All of Moran’s shows are, in a way, about aging. Off the Hook is very much about being middle aged because as a result of quitting smoking, he has gained weight, and this made it more obvious to him that he is now middle aged. He then goes on to talk about food for most of the show, not unlike other popular comedians, such as Jim Gaffigan. Having replaced nicotine with food, he recounted all the ways he lies to himself: he’s still European fat, not yet American fat. Drinking wine with cheese is just “culture.”
Like one of his previous shows, Like, Totally, he has to comment on different groups of people. Wrapping it in the narrative that New York is like People Soup, where all cultures are represented, he has a go at Finland for nothing being in Finland, plus Russians, Scots, Americans, and the Irish. As an Irishman himself, living in a post-Brexit U.K., he comments on Ireland’s fear of immigrants, even though the Irish have been spreading out all over the world for decades. “You can’t move to Ireland. Ireland is the jumping off point!”

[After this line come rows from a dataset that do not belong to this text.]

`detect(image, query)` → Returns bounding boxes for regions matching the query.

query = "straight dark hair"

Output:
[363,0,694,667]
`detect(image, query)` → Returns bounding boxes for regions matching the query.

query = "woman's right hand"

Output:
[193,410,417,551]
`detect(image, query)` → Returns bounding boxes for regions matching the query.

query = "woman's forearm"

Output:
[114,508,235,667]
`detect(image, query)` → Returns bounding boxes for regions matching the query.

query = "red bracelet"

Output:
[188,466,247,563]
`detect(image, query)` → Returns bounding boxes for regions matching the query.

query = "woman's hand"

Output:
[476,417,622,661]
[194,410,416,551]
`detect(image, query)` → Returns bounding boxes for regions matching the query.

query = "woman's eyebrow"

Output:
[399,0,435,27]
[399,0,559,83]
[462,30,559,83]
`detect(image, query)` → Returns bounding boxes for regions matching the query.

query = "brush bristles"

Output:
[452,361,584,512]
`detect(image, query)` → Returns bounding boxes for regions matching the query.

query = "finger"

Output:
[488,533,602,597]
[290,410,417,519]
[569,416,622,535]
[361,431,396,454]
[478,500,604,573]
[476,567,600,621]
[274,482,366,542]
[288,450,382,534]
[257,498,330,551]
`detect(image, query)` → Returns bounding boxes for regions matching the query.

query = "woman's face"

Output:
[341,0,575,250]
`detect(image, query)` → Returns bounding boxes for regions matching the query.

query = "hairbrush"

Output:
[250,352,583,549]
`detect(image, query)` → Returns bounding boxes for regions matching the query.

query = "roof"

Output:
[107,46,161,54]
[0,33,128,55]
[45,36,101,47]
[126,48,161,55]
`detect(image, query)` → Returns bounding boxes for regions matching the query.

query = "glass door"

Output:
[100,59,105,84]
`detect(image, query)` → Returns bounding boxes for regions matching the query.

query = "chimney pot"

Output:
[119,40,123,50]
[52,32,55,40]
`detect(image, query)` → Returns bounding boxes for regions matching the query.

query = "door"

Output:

Of course, he has to talk about the differences between men and women because that is probably the number one most observed observation in observational comedy. He’s done this topic before. This time, he uses his wife as an example, contrasting the way she wakes up in the morning with the way he does. Her eyes open like flowers blooming and she looks like she wants to have sex with the sky. His eyes open audibly: spludge, spludge.
One of the more poignant parts of Moran’s act commented on a man’s place inside of a family. There is some frustration here, that a man is expected to provide no more than entertainment within his household, but at the same time, he reinforces this system by claiming that wives control the future: where the family is going and when; whereas all men have is a “lollypop of now.”
This is the main reason I believe that Dylan Moran overpowers all other mainstream comics: diction. In What Makes Dylan Moran Funny, Ryan Hollinger says:
“He claims much of his style is less comedically influenced and more so by literary writers including Irish avant-garde writer Samuel Beckett and Serbian-American poet Charles Simic, and just listening to his words, you can see how he dabbles in linguistic poeticism.”
Although his persona implies that he’s speaking stream of consciousness, it’s clear from his precise choice of words that his act is very finely combed. With his diction, he paints pictures in your mind. For example, he walks into a cafe where he “was the only person there who didn’t look like he’d just invented the hot air balloon.”
Although awkwardly timed (35 minutes, 25-minute intermission, another 35 minutes), Off the Hook was a great progression of Dylan Moran’s usual themes, bringing them further along the route of the middle-age bus.